Ready to Tell Mom [Me]

I've decided to come out to my mom about being multiple. She already knows I'm poly, and I'm sure she'd guess the kinky if she wanted to. But it's time to tell her I'm multiple.

My mom and I are really close. Until about 8 years ago, we lived no more than 30 minutes apart, and saw each other a minimum of two or three times a week. My daughter and I lived with her for several years. The three of us have been the best of friends. But it's been in the last few years, when she's living 5 hours away, that I've discovered and been dealing with being multiple.

At first, there was the idea that maybe I'm not multiple, maybe it's just something I'm going through, it'll go away. In which case, there was no point involving my parents, because they couldn't do anything about it anyway. I mean, she's not involved with picking the guys I date, either. We're just not wrapped up in each other's day-to-day lives. Not anymore.

After a while, when I realized this wasn't going away, and I'm a multiple, like it or not, I still didn't tell her. I was dealing with coming out to people I did see every day, people who were going to see an alter come out and needed to be ready to interact with them. It was scary for me, really intense and stressful, to tell people. Of course, most everyone I told pretty much shrugged and accepted it. Even - especially - the people closest to me. But Mom - and my daughter - they are so much more than just close to me. Rejection from them would be the most horrible thing ever. If friends can't handle me being multiple, then fine, I'll get other friends. But my mother and my daughter? I can't risk losing them. It would be like cutting off a limb. Or an alter.

I did finally come out to my daughter, first about the kink, and when that went well, about being multiple. And she took both so wonderfully that I almost went and told my mom then, while I was still riding the success. But then my reason was that I was protecting my mom. I mean, this is going to make her worry about me. It's what we parents do. And she can't do anything really to affect things, so it's useless worry from 5 hours away. How is that a nice thing for me to do to her? Sure, it would make me feel better to have her moral support, but do I have the right to lay my burden on her? Is it fair to hand her something more to be worried about?

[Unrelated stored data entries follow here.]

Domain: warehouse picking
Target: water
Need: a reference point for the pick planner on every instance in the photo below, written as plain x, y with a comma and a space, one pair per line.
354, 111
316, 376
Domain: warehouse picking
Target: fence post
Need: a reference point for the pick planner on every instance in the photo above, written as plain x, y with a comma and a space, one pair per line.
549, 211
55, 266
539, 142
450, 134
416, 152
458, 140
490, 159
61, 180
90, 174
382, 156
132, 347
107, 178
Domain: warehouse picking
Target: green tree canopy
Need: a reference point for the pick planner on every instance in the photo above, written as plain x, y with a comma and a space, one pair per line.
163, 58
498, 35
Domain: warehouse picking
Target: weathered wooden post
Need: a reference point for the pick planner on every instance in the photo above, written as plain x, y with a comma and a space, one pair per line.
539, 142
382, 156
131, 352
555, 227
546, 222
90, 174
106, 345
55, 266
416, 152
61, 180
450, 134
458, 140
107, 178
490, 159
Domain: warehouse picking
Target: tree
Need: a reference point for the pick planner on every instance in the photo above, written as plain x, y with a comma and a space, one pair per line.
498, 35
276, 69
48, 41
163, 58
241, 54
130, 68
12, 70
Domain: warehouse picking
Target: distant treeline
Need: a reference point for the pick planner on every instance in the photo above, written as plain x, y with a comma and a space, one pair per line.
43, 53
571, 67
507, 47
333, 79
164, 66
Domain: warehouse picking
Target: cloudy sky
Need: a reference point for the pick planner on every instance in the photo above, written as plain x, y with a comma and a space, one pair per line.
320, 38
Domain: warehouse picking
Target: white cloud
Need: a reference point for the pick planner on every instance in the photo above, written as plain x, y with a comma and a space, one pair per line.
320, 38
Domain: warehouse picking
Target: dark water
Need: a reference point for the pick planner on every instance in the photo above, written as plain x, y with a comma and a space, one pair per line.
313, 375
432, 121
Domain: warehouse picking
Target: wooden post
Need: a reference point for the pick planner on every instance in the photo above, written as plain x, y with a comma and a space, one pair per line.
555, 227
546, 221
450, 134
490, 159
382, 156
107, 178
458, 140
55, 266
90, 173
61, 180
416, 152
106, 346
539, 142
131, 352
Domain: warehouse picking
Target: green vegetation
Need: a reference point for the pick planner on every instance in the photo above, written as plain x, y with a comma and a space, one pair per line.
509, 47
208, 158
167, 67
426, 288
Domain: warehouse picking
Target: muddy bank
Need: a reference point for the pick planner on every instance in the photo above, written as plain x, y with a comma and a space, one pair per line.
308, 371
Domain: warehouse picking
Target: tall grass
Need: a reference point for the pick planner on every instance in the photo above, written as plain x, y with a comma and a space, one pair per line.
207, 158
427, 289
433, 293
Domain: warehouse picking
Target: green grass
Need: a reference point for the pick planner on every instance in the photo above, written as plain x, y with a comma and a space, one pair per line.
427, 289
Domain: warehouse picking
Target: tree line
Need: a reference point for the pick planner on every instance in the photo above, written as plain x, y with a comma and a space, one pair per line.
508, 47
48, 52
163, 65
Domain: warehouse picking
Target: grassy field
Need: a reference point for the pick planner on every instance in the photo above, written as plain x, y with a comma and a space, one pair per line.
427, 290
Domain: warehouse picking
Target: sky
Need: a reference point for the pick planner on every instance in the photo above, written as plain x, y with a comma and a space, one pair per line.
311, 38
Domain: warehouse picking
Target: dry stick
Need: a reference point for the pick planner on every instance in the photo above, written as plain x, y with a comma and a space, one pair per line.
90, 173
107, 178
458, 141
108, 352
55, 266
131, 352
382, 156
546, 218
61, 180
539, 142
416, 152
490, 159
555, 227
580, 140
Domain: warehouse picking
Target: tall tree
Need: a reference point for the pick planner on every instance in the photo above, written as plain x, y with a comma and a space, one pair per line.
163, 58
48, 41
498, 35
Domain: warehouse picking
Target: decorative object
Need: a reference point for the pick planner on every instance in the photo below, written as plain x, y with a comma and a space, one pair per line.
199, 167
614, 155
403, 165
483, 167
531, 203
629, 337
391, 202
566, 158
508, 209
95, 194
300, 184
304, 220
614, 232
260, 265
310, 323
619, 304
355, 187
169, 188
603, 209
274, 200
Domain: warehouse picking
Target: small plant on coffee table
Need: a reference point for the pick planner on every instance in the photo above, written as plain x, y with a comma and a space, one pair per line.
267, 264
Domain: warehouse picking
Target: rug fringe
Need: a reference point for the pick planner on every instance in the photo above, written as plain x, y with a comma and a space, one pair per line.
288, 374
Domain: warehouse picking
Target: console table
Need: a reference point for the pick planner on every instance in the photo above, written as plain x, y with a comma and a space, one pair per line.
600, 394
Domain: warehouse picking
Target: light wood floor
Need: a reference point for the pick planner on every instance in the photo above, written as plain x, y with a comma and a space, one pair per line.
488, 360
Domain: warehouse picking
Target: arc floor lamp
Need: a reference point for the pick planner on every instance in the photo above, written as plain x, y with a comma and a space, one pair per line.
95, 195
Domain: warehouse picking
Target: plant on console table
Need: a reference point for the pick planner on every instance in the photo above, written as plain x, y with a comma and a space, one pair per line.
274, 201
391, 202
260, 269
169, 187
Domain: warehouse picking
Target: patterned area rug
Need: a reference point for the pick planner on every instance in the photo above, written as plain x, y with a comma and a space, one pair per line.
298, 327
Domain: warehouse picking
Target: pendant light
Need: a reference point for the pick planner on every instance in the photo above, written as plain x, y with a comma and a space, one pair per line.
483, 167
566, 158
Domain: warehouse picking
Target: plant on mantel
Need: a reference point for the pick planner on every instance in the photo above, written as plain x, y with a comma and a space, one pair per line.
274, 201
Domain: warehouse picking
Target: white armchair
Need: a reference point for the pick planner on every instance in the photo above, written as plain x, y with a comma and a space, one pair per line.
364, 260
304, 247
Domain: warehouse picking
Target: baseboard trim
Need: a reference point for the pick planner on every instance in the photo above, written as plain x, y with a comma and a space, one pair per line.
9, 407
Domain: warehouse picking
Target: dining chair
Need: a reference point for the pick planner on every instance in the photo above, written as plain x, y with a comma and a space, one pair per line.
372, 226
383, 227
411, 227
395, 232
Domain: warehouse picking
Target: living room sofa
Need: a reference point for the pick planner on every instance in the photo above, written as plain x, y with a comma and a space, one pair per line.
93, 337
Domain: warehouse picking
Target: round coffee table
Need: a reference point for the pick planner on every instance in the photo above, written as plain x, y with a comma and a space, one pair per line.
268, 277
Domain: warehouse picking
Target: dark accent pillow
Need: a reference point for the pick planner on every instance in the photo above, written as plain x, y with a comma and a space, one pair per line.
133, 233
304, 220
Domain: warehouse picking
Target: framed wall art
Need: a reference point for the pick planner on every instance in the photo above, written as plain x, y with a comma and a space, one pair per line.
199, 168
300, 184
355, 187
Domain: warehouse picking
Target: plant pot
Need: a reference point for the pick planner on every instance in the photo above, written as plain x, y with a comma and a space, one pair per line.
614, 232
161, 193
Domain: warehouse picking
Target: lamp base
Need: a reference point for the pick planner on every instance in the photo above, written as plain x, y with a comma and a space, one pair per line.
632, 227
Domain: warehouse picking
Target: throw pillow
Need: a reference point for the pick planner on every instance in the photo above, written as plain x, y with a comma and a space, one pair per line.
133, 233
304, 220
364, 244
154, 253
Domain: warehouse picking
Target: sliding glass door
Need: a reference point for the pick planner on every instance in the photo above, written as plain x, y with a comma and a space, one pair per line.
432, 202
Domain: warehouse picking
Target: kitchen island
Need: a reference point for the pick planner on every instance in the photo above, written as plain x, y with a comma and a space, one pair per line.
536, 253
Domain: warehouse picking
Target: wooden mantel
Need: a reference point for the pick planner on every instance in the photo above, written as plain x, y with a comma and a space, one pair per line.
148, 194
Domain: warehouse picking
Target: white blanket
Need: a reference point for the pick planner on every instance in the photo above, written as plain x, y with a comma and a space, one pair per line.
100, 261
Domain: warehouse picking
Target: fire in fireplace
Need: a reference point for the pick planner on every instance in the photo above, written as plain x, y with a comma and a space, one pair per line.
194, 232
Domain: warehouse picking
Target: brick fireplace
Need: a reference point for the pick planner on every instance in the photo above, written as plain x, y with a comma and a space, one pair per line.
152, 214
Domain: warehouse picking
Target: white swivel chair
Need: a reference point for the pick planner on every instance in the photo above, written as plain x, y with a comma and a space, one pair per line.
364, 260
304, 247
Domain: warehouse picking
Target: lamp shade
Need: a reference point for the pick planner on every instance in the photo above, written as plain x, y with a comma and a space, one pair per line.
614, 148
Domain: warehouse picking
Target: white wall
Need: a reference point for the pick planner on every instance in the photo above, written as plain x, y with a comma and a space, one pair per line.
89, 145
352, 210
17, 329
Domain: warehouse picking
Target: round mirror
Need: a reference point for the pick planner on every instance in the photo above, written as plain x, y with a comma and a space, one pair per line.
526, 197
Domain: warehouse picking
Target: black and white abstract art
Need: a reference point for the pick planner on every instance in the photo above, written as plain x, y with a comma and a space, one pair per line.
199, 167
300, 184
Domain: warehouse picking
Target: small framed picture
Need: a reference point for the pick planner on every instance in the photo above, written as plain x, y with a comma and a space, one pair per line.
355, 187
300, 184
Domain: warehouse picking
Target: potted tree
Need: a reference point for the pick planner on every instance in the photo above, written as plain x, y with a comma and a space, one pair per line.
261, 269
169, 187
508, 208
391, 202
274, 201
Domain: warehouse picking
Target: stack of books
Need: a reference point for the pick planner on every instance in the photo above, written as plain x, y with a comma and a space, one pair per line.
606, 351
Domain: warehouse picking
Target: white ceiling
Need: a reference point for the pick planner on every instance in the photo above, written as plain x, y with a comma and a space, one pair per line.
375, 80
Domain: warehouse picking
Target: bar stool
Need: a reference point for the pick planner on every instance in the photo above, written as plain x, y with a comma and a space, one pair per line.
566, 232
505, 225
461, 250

Okay, as a parent, I can say that the argument is invalid. We worry about our kids, whether there's anything to worry about or not. If my daughter found out that she had some sort of mental or health condition, whether I could do anything to help her or not, I'd want to know. And I would be upset if she didn't tell me.

So now I worry that my mom will feel betrayed when she realizes that I've known this for a few years now and haven't told her. But I can't change that. Better a couple of years than a decade or more, right? I know she'd rather know than not. And I want it to come from me. How horrible would it be if I was hospitalized, or died, or something else bad happened, and Boss or the kid had to tell her this big secret in my life, instead of me? What if I died, and at the funeral, people start talking about missing Kiara, or something like that? She would definitely feel betrayed then. That would be a nasty thing on top of everything else.

So I'm going to tell her. I'm going to be spending four days up there at Thanksgiving. So I'm going to try to find time to talk to her about it then. I'm not guaranteeing that I'll tell her this weekend, but I'm preparing to do so. I'm going to take with me the little book I made about my alters. And I warned the daughter about the conversation, in case an alter comes out and needs someone they know there to hold their hand a bit. Kiara and Paul both really like her, and she'll be comforting to have around.

I'll let you know how it goes. If it goes. When it goes.